The Impact of Technology On Your Memory

Take a moment to think about the last time you memorized someone’s phone number. Was it before you had a cell phone…like 20 years ago? And when was the last time you were at a dinner party or having a conversation with friends when you took out your phone to Google the answer to someone’s question? Probably last week.

Technology changes the way we live our daily lives, the way we learn, and the way we use our faculties of attention – and a growing body of research has suggested that it may have profound effects on our memories (short-term or working memory) and in some cases altering or impairing its function.

The implications of a poor working memory on our brain functioning and overall intelligence levels are difficult to overestimate. “The depth of our intelligence hinges on our ability to transfer information from working memory, the scratch pad of consciousness, to long-term memory, the mind’s filing system,” Nicholas Carr, author of The Shallows: What The Internet Is Doing To Our Brains. “When facts and experiences enter our long-term memory, we are able to weave them into the complex ideas that give richness to our thought.” While our long-term memory has a nearly unlimited capacity, short-term memory has more limited storage, and that storage is very fragile. “A break in our attention can sweep its contents from our mind,” Carr explains.

Even a single session of Internet usage can make it more difficult to file away information in your memory, says Erik Fransen, computer science professor at Sweden’s KTH Royal Institute of Technology. Most of us aren’t able to effectively manage the overload of information we’re constantly bombarded with.

Research has found that when we know a digital device or tool will remember a piece of information for us, we’re less likely to remember it ourselves. A recent Scientific American article likened the Internet to the brain’s “external hard drive,” explaining that the social aspect of remembering has been replaced by new digital tools. Remembering is, historically, a social process – we remember certain things and share those things with others, and in turn, rely on others to fill us in on the things we’ve forgotten.

Attention is key to forming strong memories. So that movie you texted and tweeted your way through last night? You may not be able to remember many of the details when a friend asks you about it a few days later. When we’re not paying good attention, the memories we form aren’t very robust, and we have a problem retrieving the information later.

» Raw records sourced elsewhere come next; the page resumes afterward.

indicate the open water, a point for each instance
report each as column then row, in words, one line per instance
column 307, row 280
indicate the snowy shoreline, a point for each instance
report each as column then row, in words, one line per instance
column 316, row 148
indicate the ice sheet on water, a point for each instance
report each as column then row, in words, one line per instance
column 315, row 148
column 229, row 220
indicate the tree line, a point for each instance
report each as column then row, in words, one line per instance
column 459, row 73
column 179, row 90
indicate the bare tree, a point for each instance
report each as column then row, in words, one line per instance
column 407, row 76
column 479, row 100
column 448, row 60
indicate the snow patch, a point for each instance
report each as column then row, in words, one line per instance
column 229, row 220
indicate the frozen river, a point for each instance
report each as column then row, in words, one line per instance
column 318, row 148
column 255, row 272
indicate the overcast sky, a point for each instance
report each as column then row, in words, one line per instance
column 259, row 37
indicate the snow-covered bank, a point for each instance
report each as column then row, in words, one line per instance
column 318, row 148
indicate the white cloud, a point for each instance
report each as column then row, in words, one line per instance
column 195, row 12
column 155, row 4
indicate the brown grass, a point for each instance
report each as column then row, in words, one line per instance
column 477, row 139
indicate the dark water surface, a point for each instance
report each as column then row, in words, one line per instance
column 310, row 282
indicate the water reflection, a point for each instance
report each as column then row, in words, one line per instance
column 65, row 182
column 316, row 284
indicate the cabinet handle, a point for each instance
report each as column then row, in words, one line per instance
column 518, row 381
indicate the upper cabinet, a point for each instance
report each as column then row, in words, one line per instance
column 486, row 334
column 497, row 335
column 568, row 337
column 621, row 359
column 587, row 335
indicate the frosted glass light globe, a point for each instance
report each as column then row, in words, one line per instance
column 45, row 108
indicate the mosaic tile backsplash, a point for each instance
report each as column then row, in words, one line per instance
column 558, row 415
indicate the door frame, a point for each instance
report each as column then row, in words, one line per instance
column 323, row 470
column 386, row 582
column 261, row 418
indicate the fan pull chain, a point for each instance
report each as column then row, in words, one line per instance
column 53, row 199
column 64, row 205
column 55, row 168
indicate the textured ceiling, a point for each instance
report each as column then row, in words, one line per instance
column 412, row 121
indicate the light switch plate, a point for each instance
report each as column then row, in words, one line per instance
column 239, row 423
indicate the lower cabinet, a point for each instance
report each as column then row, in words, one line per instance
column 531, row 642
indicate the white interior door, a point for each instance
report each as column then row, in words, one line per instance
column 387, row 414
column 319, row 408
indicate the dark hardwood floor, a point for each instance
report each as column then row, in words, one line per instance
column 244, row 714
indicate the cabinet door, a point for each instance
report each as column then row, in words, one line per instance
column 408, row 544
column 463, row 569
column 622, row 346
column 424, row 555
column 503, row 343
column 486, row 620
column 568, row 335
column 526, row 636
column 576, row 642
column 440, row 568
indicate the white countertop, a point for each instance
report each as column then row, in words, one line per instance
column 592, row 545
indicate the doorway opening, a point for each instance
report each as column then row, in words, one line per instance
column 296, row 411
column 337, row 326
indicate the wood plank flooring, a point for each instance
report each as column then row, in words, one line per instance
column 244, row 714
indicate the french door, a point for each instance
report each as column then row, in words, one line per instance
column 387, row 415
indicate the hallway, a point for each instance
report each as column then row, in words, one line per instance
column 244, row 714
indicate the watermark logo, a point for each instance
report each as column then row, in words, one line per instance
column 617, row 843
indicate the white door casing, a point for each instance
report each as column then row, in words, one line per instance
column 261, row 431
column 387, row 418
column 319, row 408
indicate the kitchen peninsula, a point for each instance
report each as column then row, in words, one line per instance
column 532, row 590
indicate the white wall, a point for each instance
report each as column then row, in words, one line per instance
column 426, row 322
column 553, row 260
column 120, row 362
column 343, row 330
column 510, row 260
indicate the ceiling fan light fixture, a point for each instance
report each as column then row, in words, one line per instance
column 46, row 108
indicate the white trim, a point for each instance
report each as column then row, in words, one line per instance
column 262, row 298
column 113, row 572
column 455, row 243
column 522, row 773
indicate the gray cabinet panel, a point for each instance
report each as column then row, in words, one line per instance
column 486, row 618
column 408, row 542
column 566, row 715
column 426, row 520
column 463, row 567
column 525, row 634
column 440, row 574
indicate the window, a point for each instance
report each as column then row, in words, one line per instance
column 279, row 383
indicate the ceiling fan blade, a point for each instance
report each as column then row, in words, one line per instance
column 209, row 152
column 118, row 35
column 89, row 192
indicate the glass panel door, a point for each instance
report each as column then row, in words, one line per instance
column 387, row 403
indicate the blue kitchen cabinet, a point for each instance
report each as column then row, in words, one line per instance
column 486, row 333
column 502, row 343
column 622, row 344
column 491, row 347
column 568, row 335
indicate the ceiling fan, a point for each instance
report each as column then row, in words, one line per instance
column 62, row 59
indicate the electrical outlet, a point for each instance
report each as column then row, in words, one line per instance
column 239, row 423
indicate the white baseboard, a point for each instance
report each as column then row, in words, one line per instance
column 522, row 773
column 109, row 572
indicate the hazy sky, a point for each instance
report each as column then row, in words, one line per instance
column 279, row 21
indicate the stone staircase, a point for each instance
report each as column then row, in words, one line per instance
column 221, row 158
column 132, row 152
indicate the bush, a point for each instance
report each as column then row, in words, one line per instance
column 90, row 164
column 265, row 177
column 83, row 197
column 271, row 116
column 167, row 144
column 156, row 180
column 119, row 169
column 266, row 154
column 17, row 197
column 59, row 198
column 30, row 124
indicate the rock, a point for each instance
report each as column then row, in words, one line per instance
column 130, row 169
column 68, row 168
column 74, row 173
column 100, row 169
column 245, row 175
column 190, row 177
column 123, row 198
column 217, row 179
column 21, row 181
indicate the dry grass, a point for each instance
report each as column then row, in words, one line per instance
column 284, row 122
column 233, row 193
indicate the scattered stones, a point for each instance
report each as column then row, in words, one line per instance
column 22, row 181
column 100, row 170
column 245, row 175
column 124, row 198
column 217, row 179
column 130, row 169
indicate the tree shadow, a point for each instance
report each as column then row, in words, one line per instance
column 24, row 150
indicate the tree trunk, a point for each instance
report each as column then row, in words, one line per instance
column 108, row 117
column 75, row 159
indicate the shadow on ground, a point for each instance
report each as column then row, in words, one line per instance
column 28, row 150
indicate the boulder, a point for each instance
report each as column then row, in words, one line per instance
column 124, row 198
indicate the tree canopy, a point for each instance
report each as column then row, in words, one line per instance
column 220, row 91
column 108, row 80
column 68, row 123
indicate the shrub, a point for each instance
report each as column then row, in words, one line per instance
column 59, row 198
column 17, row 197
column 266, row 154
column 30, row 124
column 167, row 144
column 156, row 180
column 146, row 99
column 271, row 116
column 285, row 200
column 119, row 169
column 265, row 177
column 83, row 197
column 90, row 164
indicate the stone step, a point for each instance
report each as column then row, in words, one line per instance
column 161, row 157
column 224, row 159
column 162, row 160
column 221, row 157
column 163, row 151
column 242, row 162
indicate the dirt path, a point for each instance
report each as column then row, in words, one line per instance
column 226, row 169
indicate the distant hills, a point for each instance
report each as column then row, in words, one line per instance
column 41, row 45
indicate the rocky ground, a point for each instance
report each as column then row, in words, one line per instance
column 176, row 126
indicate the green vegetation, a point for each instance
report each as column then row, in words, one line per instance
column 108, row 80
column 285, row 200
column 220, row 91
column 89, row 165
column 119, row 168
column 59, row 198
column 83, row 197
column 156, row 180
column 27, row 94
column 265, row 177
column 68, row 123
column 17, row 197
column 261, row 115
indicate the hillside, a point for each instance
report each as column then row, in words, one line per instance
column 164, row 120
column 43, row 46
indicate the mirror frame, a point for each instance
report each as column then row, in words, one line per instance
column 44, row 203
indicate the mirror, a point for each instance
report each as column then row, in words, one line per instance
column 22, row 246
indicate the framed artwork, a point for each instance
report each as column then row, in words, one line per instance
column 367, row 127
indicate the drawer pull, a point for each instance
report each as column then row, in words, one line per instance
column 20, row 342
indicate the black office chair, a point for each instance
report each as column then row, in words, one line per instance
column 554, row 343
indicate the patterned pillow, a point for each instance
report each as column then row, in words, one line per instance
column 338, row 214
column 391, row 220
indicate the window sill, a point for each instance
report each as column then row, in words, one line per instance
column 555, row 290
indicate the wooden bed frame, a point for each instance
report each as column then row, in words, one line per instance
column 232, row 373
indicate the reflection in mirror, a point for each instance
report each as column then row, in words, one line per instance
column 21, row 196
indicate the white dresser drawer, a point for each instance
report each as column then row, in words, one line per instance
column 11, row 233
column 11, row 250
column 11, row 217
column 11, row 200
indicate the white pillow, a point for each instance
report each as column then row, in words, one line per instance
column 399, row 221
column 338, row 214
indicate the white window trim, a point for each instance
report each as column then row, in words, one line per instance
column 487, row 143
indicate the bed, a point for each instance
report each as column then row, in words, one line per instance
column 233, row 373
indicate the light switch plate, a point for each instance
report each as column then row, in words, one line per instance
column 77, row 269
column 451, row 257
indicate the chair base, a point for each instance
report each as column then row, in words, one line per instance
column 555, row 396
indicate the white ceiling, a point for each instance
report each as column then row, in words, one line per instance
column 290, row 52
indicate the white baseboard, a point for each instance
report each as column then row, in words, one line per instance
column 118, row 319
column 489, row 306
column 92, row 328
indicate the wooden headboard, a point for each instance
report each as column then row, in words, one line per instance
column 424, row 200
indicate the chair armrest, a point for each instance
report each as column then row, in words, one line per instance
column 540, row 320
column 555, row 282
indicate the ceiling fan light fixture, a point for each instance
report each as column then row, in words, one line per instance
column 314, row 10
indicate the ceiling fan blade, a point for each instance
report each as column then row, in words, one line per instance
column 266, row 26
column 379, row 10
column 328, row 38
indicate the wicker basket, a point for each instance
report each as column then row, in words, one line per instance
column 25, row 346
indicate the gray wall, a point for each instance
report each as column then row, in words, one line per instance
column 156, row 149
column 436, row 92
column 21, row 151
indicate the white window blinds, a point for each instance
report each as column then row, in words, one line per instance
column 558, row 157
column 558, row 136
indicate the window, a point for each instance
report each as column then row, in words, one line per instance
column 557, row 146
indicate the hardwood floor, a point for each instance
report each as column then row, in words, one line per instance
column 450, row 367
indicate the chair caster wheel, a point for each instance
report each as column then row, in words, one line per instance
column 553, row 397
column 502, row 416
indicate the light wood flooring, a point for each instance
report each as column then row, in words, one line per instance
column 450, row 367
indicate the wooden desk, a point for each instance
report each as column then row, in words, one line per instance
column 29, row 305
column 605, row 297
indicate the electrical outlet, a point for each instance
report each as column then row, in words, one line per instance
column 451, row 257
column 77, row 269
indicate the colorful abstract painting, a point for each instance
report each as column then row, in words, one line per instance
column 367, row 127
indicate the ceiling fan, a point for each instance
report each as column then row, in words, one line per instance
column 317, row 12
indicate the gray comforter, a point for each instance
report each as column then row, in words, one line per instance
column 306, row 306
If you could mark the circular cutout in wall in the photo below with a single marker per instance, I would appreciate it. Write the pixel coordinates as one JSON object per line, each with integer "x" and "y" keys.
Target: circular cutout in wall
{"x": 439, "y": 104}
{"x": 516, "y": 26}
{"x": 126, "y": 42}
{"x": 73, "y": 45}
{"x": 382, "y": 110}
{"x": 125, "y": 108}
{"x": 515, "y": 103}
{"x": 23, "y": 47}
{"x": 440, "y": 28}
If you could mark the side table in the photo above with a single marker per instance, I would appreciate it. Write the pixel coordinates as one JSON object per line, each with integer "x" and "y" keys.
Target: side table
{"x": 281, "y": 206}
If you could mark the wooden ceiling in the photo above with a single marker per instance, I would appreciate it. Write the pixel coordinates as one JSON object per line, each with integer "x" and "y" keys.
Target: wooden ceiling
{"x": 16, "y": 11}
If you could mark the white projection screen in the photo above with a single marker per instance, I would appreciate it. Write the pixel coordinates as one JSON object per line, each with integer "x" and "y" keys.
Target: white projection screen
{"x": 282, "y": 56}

Recently at MIT, researchers identified a neural circuit that helps the brain to create long-lasting memories, and the circuit was found to work more effectively when the brain is actively paying attention to what it’s looking at. Numerous studies have also found that when students multitask while doing schoolwork, they understand and retain less information.

Harvard physics professor John Edward Huth wrote that the Internet may have a greater effect on our sense of meaning than we realize. He explained that an over-reliance on technology has a tendency to encourage us to isolate pieces of information without fitting them into a broader cognitive schema. “Sadly, we often atomize knowledge into pieces that don’t have a home in a larger conceptual framework,” Huth wrote. “When this happens, we surrender meaning to guardians of knowledge and it loses its personal value." But we need this larger story to help ourselves remember the smaller details. We need this broader context, often, to hook the detail into our minds. The bottom line? If you lose the bigger story, you are likely to lose the smaller details, too.

So-called “senior moments” are becoming increasingly common among younger people and it’s thought to be due, at least in part, to excessive reliance on technology. A 2013 national poll found that millennials (aged 18-34) are more likely than those over the age of 55 to forget what day it is (15 percent vs. 7 percent) and where they put their keys (14 percent vs. 8 percent). Gen-Yers even forget to take a shower (6 percent) more frequently than seniors. Rising stress levels could be a factor as well.